Sempre ad avviso della Procura, «il rispetto dei principi di sana e prudente gestione, da parte di un istituto bancario così strutturato, avrebbe imposto di valutare, dinanzi alle criticità emerse, l’assunzione di iniziative e/o interventi volti alla mitigazione del rischio» e problemi riguarderebbe, anzitutto, il profilo organizzativo, dovendosi «rimuovere quelle “situazioni tossiche” che hanno creato l’humus favorevole perché un istituto di credito si trasformasse in un ambiente ad elevato tasso di illegalità, non potendosi certo pensare che il quadro delineato possa essere spiegato “facendo esclusivamente riferimento alla personalità perversa di singole persone”. E nemmeno – osservava sempre la Procura – «si può ragionevolmente pensare che il problema possa essere risolto solo rimuovendo le figure apicali della banca, senza nulla mutare del sistema organizzativo; inalterata l’organizzazione, “i nuovi venuti” si troverebbero nelle medesime condizioni dei loro predecessori e il sistema illecito sarebbe destinato a perpetuarsi.
In altri termini, ad una logica disposizionale, centrata sulla colpa della persona, è necessario sostituire (o comunque affiancare) una logica situazionale, che attribuisce rilevanza al contesto, che è fattore non certo indifferente nella genesi delle condotte umane. Quel che infatti emerge dalla attività investigativa è che nell’istituto vi è una sorta di cultura di impresa, cioè un insieme di regole, un modo di gestire e di condurre l’azienda, un contesto ambientale intessuto di convenzioni anche tacite, radicate all’interno della struttura della persona giuridica, che hanno di fatto favorito la perpetuazione degli illeciti». In altri termini – si evidenziava sempre nella richiesta di applicazione della misura – «si è disvelata una prassi illecita così radicata e collaudata, da poter essere considerata inserita in una più ampia politica d’impresa diretta all’aumento del business.
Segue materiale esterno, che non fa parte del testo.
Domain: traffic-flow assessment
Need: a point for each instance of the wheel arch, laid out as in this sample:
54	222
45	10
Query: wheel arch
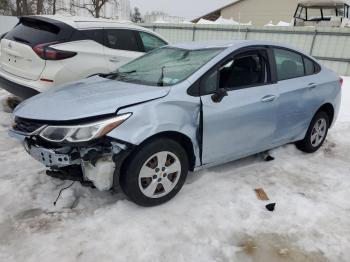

Le condotte investigate non paiono frutto di iniziative estemporanee ed isolate di singoli, ma di una illecita politica di impresa.
Si dà vita, così, ad un processo di decoupling organizzativo (letteralmente: “disaccoppiamento”), in forza del quale, in parallelo alla struttura formale dell’organizzazione volta a rispettare le regole istituzionali (codici etici, modelli organizzativi, che però hanno una funzione meramente cosmetica), si sviluppa un’altra struttura, “informale”, volta a seguire le regole dell’efficienza e del risultato. In questo modo, la costante e sistematica violazione delle regole genera la normalizzazione della devianza, in un contesto dove le irregolarità e le pratiche illecite vengono accettate ed in qualche modo promosse, in quanto considerate normali».
L’istituto – si legge nel decreto che ha successivamente accolto le richieste della Procura – non avrebbe «mai effettivamente azionato le doverose verifiche» e sarebbe «rimasto inerte pur a fronte delle sollecitazioni e raccomandazioni di Banca d’Italia e UIF, omettendo di assumere iniziative di tipo correttivo/risolutivo, con ciò realizzandosi, quantomeno sul piano di rimprovero colposo determinato dall’inazione e dalla negligenza della società, quella condotta agevolatrice richiesta dalla previsione dell’art. 34 D.Lgs. 159/2011 per l’applicazione della misura di prevenzione dell’amministrazione giudiziaria».